Muscoli per Coco Chanel. Ne sa qualcosa anche Brad Pitt che ancora sta scontando il ruolo di J.D. in Thelma & Louise: troppo nudo, definito, poteva essere uscito da un qualunque video dei Bon Jovi e per questo ha pagato pegno, tentando in vano di mascherare i muscoli, oppure di torturarli per espiare le sue colpe (Fight Club come Snatch). Poi però ha mollato il colpo e abbracciato quella che sarebbe stata la filosofia vincente di Schoenaerts: usare i muscoli quando nessuno li vuole più, quando i Ben Stiller della situazione li hanno demonizzati il giusto e ora sugli schermi delle commedie danno fastidio. Così il suo Billy Beane in Moneyball rischia l’Oscar evitando di guardare i match e preferendo passare il tempo nella palestra ad allenarsi, divorando plum cake e sforzando gli addominali.

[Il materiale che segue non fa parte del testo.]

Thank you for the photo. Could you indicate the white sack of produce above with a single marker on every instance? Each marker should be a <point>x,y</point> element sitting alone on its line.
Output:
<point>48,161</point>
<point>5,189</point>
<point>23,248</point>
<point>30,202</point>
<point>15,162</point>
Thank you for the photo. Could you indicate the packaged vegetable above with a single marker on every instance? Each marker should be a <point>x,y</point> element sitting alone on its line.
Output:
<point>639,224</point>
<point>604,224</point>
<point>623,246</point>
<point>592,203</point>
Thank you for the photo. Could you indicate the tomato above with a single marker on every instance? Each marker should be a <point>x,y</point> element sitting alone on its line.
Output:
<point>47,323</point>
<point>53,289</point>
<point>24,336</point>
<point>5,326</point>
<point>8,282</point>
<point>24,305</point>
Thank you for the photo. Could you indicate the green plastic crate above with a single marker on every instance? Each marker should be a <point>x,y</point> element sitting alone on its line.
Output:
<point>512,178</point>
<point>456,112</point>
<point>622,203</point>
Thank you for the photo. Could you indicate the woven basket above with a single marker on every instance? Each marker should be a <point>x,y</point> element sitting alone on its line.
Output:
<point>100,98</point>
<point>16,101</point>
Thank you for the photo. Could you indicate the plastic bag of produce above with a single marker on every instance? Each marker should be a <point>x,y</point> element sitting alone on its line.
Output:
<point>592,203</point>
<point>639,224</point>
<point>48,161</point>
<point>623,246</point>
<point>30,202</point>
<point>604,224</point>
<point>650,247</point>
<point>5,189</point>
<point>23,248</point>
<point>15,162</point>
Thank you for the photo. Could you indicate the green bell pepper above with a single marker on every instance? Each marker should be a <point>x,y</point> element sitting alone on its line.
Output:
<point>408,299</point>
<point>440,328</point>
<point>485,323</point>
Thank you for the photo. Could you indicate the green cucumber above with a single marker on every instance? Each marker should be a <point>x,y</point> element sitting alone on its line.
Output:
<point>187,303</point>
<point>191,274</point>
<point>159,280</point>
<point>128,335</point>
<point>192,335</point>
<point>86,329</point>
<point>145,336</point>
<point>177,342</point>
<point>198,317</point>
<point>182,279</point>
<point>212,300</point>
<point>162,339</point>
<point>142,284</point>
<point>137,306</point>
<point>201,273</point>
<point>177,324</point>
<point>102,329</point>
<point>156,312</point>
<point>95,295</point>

Per questo anche Brad Pitt arriva sulla Croisette conscio che è tornato il suo tempo: in Killing them softly di Andrew Dominik l’attore è tutto pelle, gel e bicipiti. Eccessivo? No, Karl Lagerfeld ha premiato tanta sincerità e ha deciso di iniziare una nuova era a partire dai muscoli di Brad Pitt. Trapelata la notizia l’attore stava già girando a Londra la campagna come ambassador di Chanel Nr 5 la fragranza femminile per anni in mano alle piccole Coco-attrici francesi. Follia o meritato omaggio ai muscoli?